The book is an ideal reference for academics and practitioners in operations research, management science, applied mathematics, statistics, business, industrial and systems engineering, healthcare systems, and economics. Healthcare Analytics: From Data to Knowledge to Healthcare Improvement is also appropriate for graduate-level courses typically offered within operations research, industrial engineering, business, and public health departments.

HUI YANG, PhD, is Associate Professor in the Harold and Inge Marcus Department of Industrial and Manufacturing Engineering at The Pennsylvania State University. His research interests include sensor-based modeling and analysis of complex systems for process monitoring/control; system diagnostics/ prognostics; quality improvement; and performance optimization with special focus on nonlinear stochastic dynamics and the resulting chaotic, recurrence, self-organizing behaviors.

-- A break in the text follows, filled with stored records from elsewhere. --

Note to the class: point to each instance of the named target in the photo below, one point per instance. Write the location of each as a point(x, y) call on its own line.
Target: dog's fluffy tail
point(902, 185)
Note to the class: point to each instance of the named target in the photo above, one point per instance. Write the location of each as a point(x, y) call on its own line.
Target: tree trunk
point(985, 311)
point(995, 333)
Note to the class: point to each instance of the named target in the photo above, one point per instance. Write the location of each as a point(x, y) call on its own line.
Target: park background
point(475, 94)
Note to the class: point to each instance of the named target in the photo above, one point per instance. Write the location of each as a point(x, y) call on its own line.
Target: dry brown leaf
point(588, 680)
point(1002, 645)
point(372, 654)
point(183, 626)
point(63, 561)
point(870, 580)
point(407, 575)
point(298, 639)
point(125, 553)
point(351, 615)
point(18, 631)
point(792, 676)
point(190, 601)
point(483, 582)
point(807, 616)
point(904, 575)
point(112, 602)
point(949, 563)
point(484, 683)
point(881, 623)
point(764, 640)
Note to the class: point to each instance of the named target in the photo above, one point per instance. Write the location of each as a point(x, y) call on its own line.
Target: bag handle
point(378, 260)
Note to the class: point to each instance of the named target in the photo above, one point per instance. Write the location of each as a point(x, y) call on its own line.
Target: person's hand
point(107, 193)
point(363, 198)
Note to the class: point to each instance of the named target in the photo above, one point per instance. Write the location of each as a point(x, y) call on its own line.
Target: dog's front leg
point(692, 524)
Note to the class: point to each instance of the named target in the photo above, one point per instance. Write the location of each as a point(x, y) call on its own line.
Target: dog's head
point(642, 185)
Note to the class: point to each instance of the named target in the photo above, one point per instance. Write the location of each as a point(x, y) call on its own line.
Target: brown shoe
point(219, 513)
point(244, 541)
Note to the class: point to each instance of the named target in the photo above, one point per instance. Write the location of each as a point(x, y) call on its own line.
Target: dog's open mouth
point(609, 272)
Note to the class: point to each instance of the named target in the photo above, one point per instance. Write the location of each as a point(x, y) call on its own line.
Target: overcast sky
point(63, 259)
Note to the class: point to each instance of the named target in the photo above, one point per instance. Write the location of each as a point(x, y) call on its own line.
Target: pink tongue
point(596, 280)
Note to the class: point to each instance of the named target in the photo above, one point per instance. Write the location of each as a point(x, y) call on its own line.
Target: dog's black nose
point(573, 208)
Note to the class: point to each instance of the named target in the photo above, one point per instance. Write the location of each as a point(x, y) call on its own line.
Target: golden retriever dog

EVA K. LEE, PhD, is Professor in the H. Milton Stewart School of Industrial and Systems Engineering at the Georgia Institute of Technology, Director of the Center for Operations Research in Medicine and HealthCare, and Distinguished Scholar in Health System, Health Systems Institute at both Emory University School of Medicine and Georgia Institute of Technology. Her research interests include health-risk prediction; early disease prediction and diagnosis; optimal treatment strategies and drug delivery; healthcare outcome analysis and treatment prediction; public health and medical preparedness; large-scale healthcare/medical decision analysis and quality improvement; clinical translational science; and business intelligence and organization transformation.

商品描述(中文翻譯)

統計與運營研究方法及工具在改善醫療產業中的特點

本書《醫療分析:從數據到知識再到醫療改善》專注於快速成長的醫療領域的前沿方法,提供了對數據驅動的醫療分析最近研究進展的綜合性和全面性探討,旨在提供更個性化和智能化的醫療服務。本書從運營管理和統計的角度強調數據和醫療分析,詳細說明了如何利用分析方法和工具來提升醫療質量和運營效率。

本書分為兩個主要部分,第一部分涵蓋生物醫學和健康資訊學,特別針對基因組和蛋白質組數據的分析;來自病人監測系統的生理信號;臨床實驗室測試中的數據不確定性;預測建模;敗血症的疾病建模;以及早期預測疫情事件的網絡基礎設施設計。第二部分專注於醫療服務系統,包括轉變診所工作流程和病人護理的系統進展;病人流量分佈的宏觀分析;重症監護病房;初級護理;需求和資源分配;預測病人再入院和手術後結果的數學模型;醫生與病人之間的互動;保險索賠;以及社交媒體在醫療中的角色。《醫療分析:從數據到知識再到醫療改善》還包括:

• 來自知名國際專家的貢獻,闡明了這一不斷增長領域的新方法

• 討論當代方法和技術,以應對豐富且大規模的醫療數據處理以及整體優化醫療系統運營

• 許多現實世界的例子和案例研究,強調統計和運營研究工具及技術在醫療產業大數據環境中的巨大潛力

• 大量應用展示了針對成功醫療系統建模和改善的分析方法和工具

本書是運營研究、管理科學、應用數學、統計學、商業、工業與系統工程、醫療系統和經濟學領域的學術界和實務界的理想參考資料。《醫療分析:從數據到知識再到醫療改善》也適合在運營研究、工業工程、商業和公共衛生系所開設的研究生課程。

HUI YANG, PhD, 是賓夕法尼亞州立大學哈羅德與英格·馬庫斯工業與製造工程系的副教授。他的研究興趣包括基於傳感器的複雜系統建模與分析,用於過程監控/控制;系統診斷/預測;質量改善;以及性能優化,特別關注非線性隨機動力學及其導致的混沌、重複、自組織行為。

EVA K. LEE, PhD, 是喬治亞理工學院H. Milton Stewart工業與系統工程學院的教授,醫療與健康運營研究中心的主任,以及埃默里大學醫學院和喬治亞理工學院健康系統研究所的傑出學者。她的研究興趣包括健康風險預測;早期疾病預測和診斷;最佳治療策略和藥物傳遞;醫療結果分析和治療預測;公共健康和醫療準備;大規模醫療/醫學決策分析和質量改善;臨床轉化科學;以及商業智慧和組織轉型。